あるお昼休み、夢は校庭で四小に給食のことを話していました。
パンは食パン・コッペパンなどいろいろあって、どれもおいしいけど、一番
おいしいのは揚げパンだということ、おかずは、やっぱりカレーやシチューが
大好きだけど、鯨の竜田揚げもおいしくて好きなこと、でも、脱脂粉乳の
ミルクだけはまずくてなかなか飲めないこと等々、話し出したらとまりません。
四小は、そんな夢の話を楽しそうに聞いていました。

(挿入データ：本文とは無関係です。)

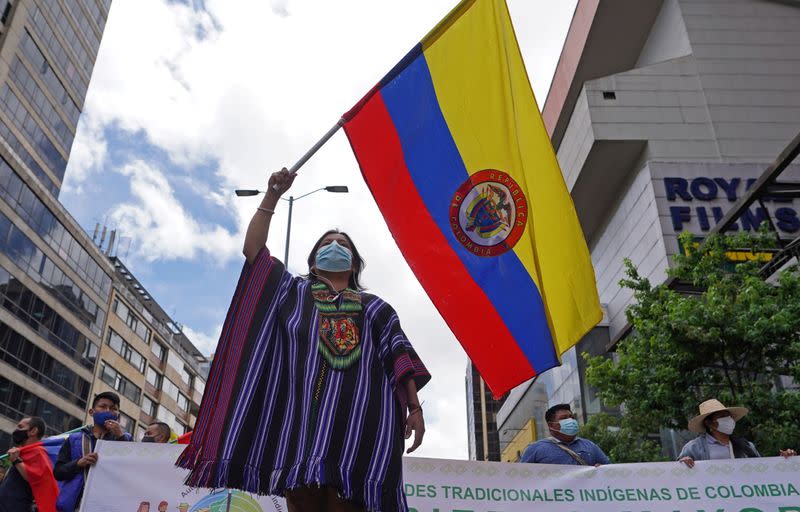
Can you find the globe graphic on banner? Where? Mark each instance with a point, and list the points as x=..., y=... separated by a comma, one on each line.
x=217, y=502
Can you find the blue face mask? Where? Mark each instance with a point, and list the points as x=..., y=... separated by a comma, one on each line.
x=100, y=418
x=568, y=427
x=334, y=258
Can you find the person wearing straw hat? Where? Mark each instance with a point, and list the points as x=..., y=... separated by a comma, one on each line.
x=715, y=424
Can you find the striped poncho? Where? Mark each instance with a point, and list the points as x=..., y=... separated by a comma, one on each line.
x=277, y=416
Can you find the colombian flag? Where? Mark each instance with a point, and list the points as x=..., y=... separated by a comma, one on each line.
x=454, y=150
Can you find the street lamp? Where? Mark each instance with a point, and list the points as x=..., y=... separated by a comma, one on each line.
x=331, y=188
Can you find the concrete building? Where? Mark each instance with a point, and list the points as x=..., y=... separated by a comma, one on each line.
x=482, y=438
x=663, y=113
x=55, y=284
x=145, y=357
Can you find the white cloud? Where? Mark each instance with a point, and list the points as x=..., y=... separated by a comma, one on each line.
x=249, y=86
x=206, y=343
x=161, y=226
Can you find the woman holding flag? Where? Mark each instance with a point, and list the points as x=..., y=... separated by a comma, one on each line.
x=314, y=384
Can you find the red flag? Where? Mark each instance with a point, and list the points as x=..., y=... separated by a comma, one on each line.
x=39, y=470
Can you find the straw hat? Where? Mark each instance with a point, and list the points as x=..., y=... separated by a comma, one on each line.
x=710, y=407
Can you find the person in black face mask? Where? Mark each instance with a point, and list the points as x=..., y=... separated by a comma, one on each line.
x=157, y=432
x=29, y=468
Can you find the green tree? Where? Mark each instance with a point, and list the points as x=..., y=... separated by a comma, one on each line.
x=734, y=337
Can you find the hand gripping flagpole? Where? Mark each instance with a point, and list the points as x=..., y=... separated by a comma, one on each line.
x=321, y=142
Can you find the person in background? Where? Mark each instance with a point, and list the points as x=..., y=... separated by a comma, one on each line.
x=716, y=441
x=157, y=432
x=564, y=447
x=30, y=478
x=77, y=453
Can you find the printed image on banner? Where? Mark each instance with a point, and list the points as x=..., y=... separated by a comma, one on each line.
x=142, y=477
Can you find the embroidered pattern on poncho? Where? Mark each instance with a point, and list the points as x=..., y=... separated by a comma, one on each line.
x=339, y=325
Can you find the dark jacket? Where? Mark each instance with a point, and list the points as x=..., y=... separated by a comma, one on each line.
x=71, y=477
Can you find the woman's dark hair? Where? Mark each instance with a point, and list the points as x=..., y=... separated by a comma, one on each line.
x=358, y=261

特にミルクの話は、夢が鼻を
つまんで顔をゆがませ、本当にまずそうに飲むしぐさをしたので大笑いでした。
「なんで笑うの。本当にまずいんだから。あんなの一杯飲むのがやっと。半分残す
人もいるのよ。」
夢は、ほっぺたをふくらませて怒ったように言いました。
「ごめん、ごめんね。だって、夢ちゃんの顔ったら、本当におかしかったんだもの。
でも、そのまずいミルクも、もうすぐ飲まなくてすむようになるわ。」
「ほんと?」
「ほんとよ。来年から牛乳になる予定だから。」
「わぁー、よかったあ。牛乳ならおいしいもん。」
「だからもうちょっとだけ、まずくてもがまんして飲んでね。」
「うん。牛乳、牛乳、はやく給食にでてください。今のミルクはもう飲めない。
牛乳でたらもう飲まない。」
給食で牛乳を飲める日が待ち遠しくてたまらないと、ちゃめっけたっぷりな
歌としぐさで喜びを表す夢を、四小は、午後の始業のチャイムが鳴るまで、
じっといとおしそうに眺めていました。